Closed binji closed 1 month ago

binji commented 6 years ago

See https://github.com/WebAssembly/wabt/issues/685#issue-278801340. We currently generate a name section using the name provided like $foo. This doesn't work for all names that are allowed by the binary format. Should we have a way to represent these names in the text format?

AndrewScheidecker commented 6 years ago

How about allowing quoted names: $"arbitrary\00string"?

binji commented 6 years ago

Good idea. Seems like a simple enough change, and matches what the text format already does for quoted strings. What do you think, @rossberg?

rossberg commented 6 years ago

Identifiers are semantically relevant in the text format. Allowing random strings would thus have undesirable implications. In particular, it would pull in Unicode into a central piece of the text semantics and get us into the business of defining the right equivalence on arbitrary Unicode strings or their (possibly malformed?) encodings. I'd rather not go there, IME it's a rabbit hole.

Just for round-tripping the easier solution IMO would be the annotation mechanism we discussed earlier. We could easily allow annotations of the form (@name "...") on binders that you can fall back to. Unlike identifiers, their role is limited to mapping the name section, so they don't interfere with semantics. WDYT?

AndrewScheidecker commented 6 years ago

In particular, it would pull in Unicode into a central piece of the text semantics and get us into the business of defining the right equivalence on arbitrary Unicode strings or their (possibly malformed?) encodings. I'd rather not go there, IME it's a rabbit hole.

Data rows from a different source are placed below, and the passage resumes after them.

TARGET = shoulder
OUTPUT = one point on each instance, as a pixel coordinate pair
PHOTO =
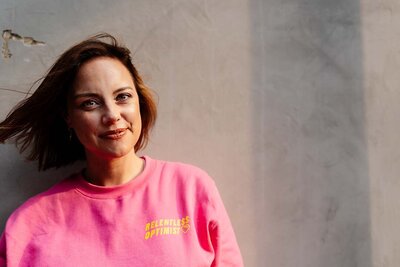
(37, 208)
(184, 176)
(179, 169)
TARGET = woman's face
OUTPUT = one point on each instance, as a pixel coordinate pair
(103, 109)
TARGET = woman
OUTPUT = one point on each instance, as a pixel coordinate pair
(122, 209)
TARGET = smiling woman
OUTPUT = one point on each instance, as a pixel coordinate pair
(121, 209)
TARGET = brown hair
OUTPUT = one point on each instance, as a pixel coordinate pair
(38, 122)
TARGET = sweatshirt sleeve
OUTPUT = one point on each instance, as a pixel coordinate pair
(223, 238)
(3, 250)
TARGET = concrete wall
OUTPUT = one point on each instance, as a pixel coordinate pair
(290, 105)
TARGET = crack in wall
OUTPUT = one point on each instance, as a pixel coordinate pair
(8, 35)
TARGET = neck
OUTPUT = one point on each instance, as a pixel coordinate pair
(116, 171)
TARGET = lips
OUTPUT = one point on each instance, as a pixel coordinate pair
(114, 134)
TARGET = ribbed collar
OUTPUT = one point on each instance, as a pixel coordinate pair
(103, 192)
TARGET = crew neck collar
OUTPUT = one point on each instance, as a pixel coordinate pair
(96, 191)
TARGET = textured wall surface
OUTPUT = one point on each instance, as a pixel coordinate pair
(290, 105)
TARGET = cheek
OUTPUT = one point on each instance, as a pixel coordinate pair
(81, 121)
(132, 113)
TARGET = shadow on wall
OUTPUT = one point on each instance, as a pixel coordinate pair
(20, 181)
(310, 150)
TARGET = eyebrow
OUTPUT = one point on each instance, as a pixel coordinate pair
(94, 94)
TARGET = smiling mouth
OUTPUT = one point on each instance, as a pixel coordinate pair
(114, 134)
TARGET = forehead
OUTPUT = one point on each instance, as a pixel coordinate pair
(102, 71)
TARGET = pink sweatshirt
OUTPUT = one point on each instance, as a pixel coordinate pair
(170, 215)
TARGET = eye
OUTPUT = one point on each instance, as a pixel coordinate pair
(89, 104)
(123, 97)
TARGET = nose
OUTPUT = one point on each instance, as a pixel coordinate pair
(111, 114)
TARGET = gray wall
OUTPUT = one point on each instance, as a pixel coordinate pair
(291, 106)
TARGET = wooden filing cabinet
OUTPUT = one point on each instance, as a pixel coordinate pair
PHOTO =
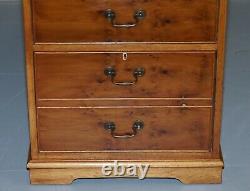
(132, 81)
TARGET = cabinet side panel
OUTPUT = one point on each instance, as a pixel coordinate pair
(30, 76)
(220, 75)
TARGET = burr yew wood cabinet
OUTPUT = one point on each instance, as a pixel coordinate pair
(134, 81)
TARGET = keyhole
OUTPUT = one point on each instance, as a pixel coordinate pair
(124, 56)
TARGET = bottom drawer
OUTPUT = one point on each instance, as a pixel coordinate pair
(124, 128)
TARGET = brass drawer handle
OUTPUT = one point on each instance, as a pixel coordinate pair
(111, 15)
(111, 73)
(138, 125)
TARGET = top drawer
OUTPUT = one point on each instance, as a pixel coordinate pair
(77, 21)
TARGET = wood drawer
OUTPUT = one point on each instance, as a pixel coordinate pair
(81, 75)
(68, 129)
(165, 21)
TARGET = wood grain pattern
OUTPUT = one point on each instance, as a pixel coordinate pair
(220, 75)
(82, 129)
(188, 172)
(84, 21)
(189, 33)
(30, 77)
(186, 175)
(81, 75)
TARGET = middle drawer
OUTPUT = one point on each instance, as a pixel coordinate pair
(124, 75)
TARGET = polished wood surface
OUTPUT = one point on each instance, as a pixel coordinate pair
(81, 75)
(83, 129)
(68, 29)
(188, 172)
(165, 21)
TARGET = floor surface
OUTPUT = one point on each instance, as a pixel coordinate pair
(14, 127)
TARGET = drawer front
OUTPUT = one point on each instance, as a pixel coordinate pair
(125, 21)
(107, 75)
(87, 129)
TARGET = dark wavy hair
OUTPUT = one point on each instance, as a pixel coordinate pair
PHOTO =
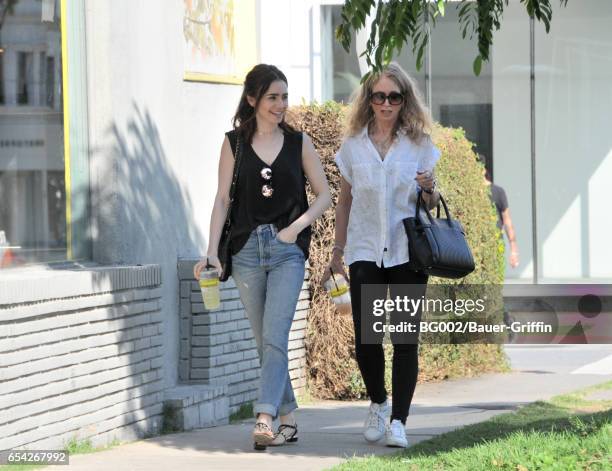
(256, 84)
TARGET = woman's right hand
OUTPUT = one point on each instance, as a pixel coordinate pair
(210, 260)
(336, 265)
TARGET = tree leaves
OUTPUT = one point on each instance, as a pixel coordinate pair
(398, 22)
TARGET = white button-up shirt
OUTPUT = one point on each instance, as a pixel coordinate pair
(384, 193)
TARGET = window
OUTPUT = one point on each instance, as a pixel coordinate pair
(32, 187)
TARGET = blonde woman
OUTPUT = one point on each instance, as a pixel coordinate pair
(386, 156)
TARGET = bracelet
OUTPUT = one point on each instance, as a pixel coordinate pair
(432, 189)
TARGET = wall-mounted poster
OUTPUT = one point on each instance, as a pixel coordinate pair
(220, 40)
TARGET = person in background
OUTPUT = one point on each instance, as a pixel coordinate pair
(504, 220)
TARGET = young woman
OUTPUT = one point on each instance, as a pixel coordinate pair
(386, 155)
(270, 233)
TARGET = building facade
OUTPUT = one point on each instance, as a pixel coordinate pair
(108, 169)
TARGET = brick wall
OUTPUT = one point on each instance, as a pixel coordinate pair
(80, 356)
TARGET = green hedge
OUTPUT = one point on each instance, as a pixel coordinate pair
(332, 370)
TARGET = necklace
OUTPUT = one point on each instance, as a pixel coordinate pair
(261, 133)
(383, 145)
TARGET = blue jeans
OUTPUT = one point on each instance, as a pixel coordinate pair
(269, 275)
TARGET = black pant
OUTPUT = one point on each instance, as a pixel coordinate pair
(370, 357)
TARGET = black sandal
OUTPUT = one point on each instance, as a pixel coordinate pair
(262, 436)
(285, 434)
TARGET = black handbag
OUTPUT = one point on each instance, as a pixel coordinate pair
(437, 245)
(225, 248)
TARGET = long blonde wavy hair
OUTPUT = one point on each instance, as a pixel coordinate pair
(414, 117)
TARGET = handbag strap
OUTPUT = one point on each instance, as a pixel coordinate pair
(232, 194)
(431, 220)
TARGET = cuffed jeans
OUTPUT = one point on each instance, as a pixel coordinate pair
(269, 275)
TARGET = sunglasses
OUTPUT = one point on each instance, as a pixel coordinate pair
(266, 189)
(379, 98)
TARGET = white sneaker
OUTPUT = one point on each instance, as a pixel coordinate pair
(396, 434)
(375, 424)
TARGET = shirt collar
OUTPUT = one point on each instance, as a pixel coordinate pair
(364, 132)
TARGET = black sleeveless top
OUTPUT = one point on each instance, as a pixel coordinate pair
(288, 201)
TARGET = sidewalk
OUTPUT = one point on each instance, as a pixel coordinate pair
(330, 431)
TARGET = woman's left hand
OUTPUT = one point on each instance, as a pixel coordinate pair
(287, 235)
(425, 180)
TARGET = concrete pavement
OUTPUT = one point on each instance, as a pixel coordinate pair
(330, 431)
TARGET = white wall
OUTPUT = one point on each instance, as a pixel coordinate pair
(512, 129)
(573, 142)
(155, 143)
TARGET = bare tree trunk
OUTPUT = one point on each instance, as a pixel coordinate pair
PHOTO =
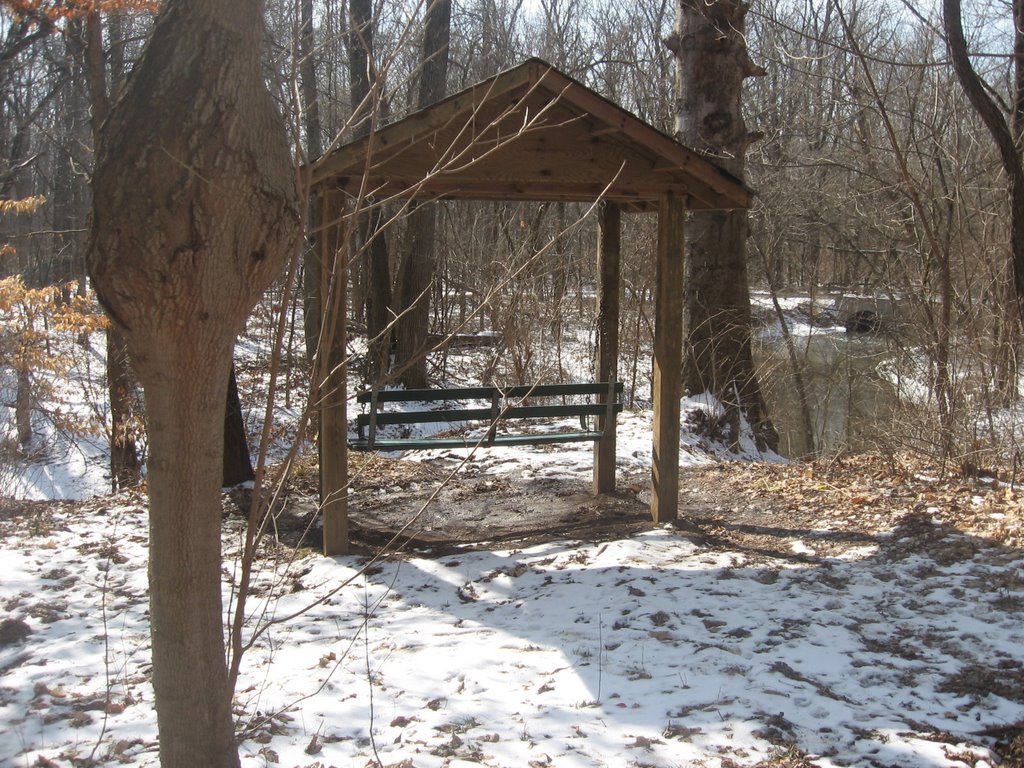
(314, 147)
(238, 462)
(372, 243)
(420, 264)
(1007, 137)
(126, 468)
(711, 65)
(195, 210)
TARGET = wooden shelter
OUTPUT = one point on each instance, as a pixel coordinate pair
(528, 133)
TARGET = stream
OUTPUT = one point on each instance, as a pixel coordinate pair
(849, 402)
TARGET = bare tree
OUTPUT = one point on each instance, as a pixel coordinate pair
(712, 64)
(417, 270)
(195, 209)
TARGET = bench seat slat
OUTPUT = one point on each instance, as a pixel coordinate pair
(506, 404)
(505, 439)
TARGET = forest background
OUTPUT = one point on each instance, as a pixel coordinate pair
(872, 172)
(873, 175)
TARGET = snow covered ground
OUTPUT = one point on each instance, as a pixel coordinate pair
(647, 651)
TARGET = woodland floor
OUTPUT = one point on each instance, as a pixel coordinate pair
(774, 514)
(803, 512)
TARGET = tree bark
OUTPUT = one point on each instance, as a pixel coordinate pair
(314, 147)
(126, 468)
(195, 211)
(238, 462)
(711, 65)
(418, 271)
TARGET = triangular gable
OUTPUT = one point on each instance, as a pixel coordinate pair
(528, 133)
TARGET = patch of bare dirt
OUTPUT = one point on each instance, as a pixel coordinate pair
(801, 512)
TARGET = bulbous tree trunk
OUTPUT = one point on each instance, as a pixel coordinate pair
(195, 210)
(711, 65)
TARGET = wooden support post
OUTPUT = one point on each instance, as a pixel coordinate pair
(608, 237)
(668, 359)
(333, 374)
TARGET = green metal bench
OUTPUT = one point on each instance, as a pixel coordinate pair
(506, 404)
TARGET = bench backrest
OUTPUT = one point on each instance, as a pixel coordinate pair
(505, 403)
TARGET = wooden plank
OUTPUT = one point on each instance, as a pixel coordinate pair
(333, 377)
(608, 252)
(428, 443)
(480, 393)
(668, 359)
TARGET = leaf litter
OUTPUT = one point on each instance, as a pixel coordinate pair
(861, 612)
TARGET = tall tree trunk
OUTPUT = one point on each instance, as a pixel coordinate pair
(418, 270)
(711, 65)
(195, 211)
(238, 462)
(371, 243)
(1008, 140)
(126, 469)
(314, 147)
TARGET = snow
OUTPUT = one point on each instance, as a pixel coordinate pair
(645, 651)
(652, 650)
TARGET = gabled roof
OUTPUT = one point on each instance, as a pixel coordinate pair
(528, 133)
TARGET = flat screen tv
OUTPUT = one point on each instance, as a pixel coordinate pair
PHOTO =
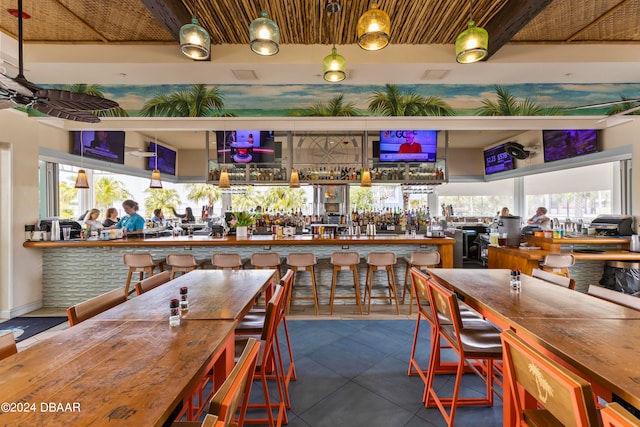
(496, 159)
(408, 145)
(103, 145)
(564, 144)
(166, 159)
(245, 146)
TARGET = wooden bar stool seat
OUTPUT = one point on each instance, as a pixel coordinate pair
(183, 263)
(558, 263)
(303, 262)
(271, 260)
(421, 261)
(345, 261)
(381, 261)
(141, 262)
(227, 261)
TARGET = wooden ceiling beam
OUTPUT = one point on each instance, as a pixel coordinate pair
(513, 17)
(172, 14)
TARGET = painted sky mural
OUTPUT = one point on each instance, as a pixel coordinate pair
(281, 100)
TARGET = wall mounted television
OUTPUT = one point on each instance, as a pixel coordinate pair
(564, 144)
(408, 145)
(496, 159)
(102, 145)
(166, 159)
(245, 146)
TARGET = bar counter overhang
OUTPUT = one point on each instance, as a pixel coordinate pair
(76, 270)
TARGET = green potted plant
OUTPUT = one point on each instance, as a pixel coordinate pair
(242, 221)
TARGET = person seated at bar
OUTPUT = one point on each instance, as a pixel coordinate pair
(91, 220)
(132, 223)
(111, 218)
(186, 217)
(540, 218)
(158, 218)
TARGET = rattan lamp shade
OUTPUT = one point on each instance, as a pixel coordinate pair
(472, 44)
(294, 180)
(224, 179)
(195, 42)
(81, 179)
(264, 35)
(335, 67)
(374, 27)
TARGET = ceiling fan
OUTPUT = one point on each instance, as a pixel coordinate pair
(19, 92)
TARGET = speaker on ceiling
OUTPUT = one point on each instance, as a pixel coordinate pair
(517, 151)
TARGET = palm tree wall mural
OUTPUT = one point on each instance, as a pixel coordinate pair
(509, 105)
(336, 107)
(393, 102)
(197, 101)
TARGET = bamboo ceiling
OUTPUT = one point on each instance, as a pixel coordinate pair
(307, 22)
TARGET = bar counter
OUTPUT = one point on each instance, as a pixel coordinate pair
(76, 270)
(588, 267)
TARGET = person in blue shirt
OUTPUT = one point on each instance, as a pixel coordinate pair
(132, 223)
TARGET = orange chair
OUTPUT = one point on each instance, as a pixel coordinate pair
(381, 261)
(253, 323)
(422, 261)
(152, 282)
(562, 397)
(614, 415)
(419, 281)
(234, 393)
(183, 263)
(478, 341)
(140, 262)
(7, 345)
(268, 363)
(87, 309)
(345, 261)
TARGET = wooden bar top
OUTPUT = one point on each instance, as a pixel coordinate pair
(607, 350)
(380, 239)
(109, 373)
(212, 294)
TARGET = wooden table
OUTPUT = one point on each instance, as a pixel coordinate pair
(112, 373)
(488, 292)
(606, 350)
(595, 338)
(213, 295)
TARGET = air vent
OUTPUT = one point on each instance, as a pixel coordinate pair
(245, 74)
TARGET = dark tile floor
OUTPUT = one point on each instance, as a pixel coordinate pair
(354, 373)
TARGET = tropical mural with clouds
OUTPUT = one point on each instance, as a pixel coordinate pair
(295, 100)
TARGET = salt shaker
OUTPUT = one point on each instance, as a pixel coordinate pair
(174, 317)
(184, 302)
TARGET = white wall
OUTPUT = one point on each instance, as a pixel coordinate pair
(21, 273)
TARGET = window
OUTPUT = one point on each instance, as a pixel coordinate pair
(477, 199)
(578, 193)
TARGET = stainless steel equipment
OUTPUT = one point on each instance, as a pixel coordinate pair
(613, 225)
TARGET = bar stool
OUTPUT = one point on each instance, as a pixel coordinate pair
(345, 261)
(227, 261)
(303, 262)
(183, 263)
(141, 262)
(421, 261)
(381, 261)
(558, 263)
(262, 260)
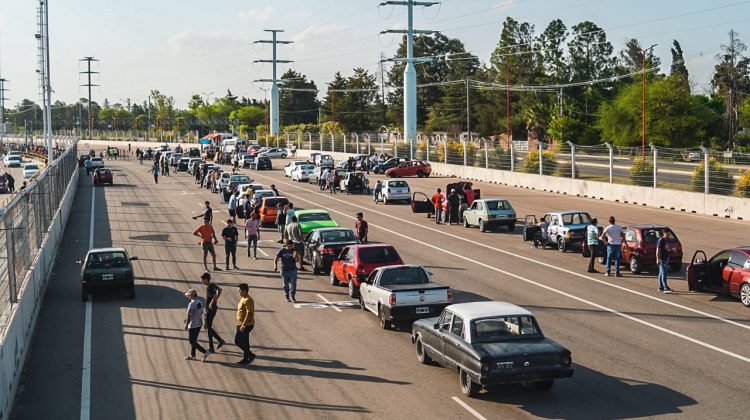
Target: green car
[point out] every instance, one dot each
(314, 219)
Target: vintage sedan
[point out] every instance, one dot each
(491, 343)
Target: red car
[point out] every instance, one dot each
(416, 168)
(726, 272)
(356, 262)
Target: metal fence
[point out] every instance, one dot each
(25, 220)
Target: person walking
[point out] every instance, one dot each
(662, 258)
(289, 259)
(208, 240)
(213, 292)
(193, 324)
(245, 324)
(613, 235)
(361, 227)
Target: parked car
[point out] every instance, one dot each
(491, 343)
(323, 245)
(107, 269)
(354, 264)
(403, 293)
(727, 272)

It does make sense to apply the same well-formed UTF-8 constraint as the import/export strings, but why would it be necessary to define equivalence as anything other than byte-wise comparison? If we allow imports/exports to be distinguished by equivalent UTF-8 strings, why not these names?

binji commented 6 years ago

I agree w/ @AndrewScheidecker that this seems to be a similar situation to import/export names. That said, I also think that if we have the general mechanism for custom section annotations, that would work fine too. That seems like it requires more design work than extending the syntax for identifiers though.

rossberg commented 6 years ago

@AndrewScheidecker, fair enough, but we would still introduce the situation where there are many different ways to spell the same identifier, e.g., using unicode escapes, raw UTF-8 hex escapes, quotes vs no quotes, etc., which is undesirable IMO.

Unlike import/export names, which are string labels for external interaction so that they have to be language-agnostic and universal (and don't have any meaning inside Wasm itself), free form quoting is not something typically found for internal identifiers. I can see the temptation to view symbolic identifiers as a reflection of the name section, but that wasn't the intended purpose.

AndrewScheidecker commented 6 years ago

@AndrewScheidecker, fair enough, but we would still introduce the situation where there are many different ways to spell the same identifier, e.g., using unicode escapes, raw UTF-8 hex escapes, quotes vs no quotes, etc., which is undesirable IMO.

I think it's acceptable if the same identifier can be written multiple ways: e.g. $f as $"\66". It would make it possible to write confusing or misleading WAT code, but the purpose of these names is to make disassembly/callstacks useful, and in those cases the names will be printed in a consistent way.

Unlike import/export names, which are string labels for external interaction so that they have to be language-agnostic and universal (and don't have any meaning inside Wasm itself), free form quoting is not something typically found for internal identifiers.

We want to disassemble names from languages with arbitrary syntax, and produce valid WAT syntax. The simplest way to do that is to allow arbitrary strings in WAT identifier syntax.

The annotation proposal tries to avoid the issue by adding a name annotation that takes an arbitrary string, but as I mentioned here, that doesn't replace a good WAT identifier that can be used as an argument of call, get_local, etc.

rossberg commented 1 month ago

This is now supported with string-style identifiers, closing.